Cela se produit particulièrement aux moments des repas, qui devrait être un moment de réjouissance, de partage et de plaisir – parce que oui, il y a un plaisir dans le fait de manger – or, il y a toujours une pointe de culpabilité en trame de fond en raison de ces propos qu’on ne voit plus tant qu’ils sont devenus habituels parmi les femmes. Et je me disais à moi-même et j’en faisais part à mes collègues que c’est incroyable, troublant de voir à quel point ces propos sont intégrés dans notre discours et à quel point ils sont devenus quelque chose de normal, de banal sur lequel on ne se questionne même plus et on ne prend plus la peine de remarquer, tant il teinte notre quotidien. En tant que femmes, nous ressentons souvent de la pression à être parfaite sur tous les plans. Nous nous devons d’être de bonnes mères, de bonnes amantes, de bonnes épouses, des travailleuses hors-pair, des « superwoman » quoi! Et de plus, nous nous devons d’être séduisantes et attirantes de la tête aux pieds jusqu’au bout des ongles. Une actrice qui vieillit sera beaucoup moins bien perçue à la télévision qu’un homme qui vieillit. Prenons comme exemple les Oscars. On s’empressera de critiquer, de pointer du doigt les actrices ne portant pas des robes avantageuses, mais nous n’entendrons bien peu parler de l’habillement des hommes qui passe beaucoup plus inaperçu.
Une personne ayant des assises psychologiques assez solides ne tombera pas forcément dans le piège des troubles alimentaires en raison de cela, mais c’est tout de même quelque chose que socialement et culturellement rendent beaucoup de jeunes filles et femmes à risque, surtout si elles sont en construction au niveau de leur identité et de leur estime de soi et qu’on ne leur propose pas d’autres modèles que ceux présentés dans les magazines et la télévision. Le Fat Talk est quelque chose de très insidieux quand on y pense. Pourquoi ne pas célébrer la diversité corporelle et la beauté intérieure et extérieure des femmes, peu importe leur gabarit?

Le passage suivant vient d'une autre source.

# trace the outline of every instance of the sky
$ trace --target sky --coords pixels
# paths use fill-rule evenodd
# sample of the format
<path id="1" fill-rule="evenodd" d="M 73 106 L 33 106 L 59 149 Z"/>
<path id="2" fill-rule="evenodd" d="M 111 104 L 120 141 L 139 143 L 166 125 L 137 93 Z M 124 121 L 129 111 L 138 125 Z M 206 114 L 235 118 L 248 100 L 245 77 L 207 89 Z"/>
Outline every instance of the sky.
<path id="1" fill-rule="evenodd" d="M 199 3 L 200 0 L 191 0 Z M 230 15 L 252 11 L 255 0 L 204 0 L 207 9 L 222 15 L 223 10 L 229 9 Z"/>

À la fin de sa conférence, Mme Israël a dit un propos qui m’a laissé songeuse. Elle expliquait qu’il y a 50 ans, on ne croyait pas possible que l’on puisse arrêter de fumer dans les lieux publics, dans les restaurants, les écoles, etc. Puis, à force de travail et de sensibilisation de la population, le problème a largement diminué maintenant rendu en 2014. Si nous faisons ce même travail au niveau de l’image irréaliste qui nous est sans cesse présentée dans les médias, nous pourrions peut-être en arriver au même résultat.
Qu’en pensez-vous?
Des excellentes observations! J’aime surtout les « compliments » sur le poids, du genre: « Coudonc, t’as-tu maigri, toi? ». C’est vraiment une obsession collective!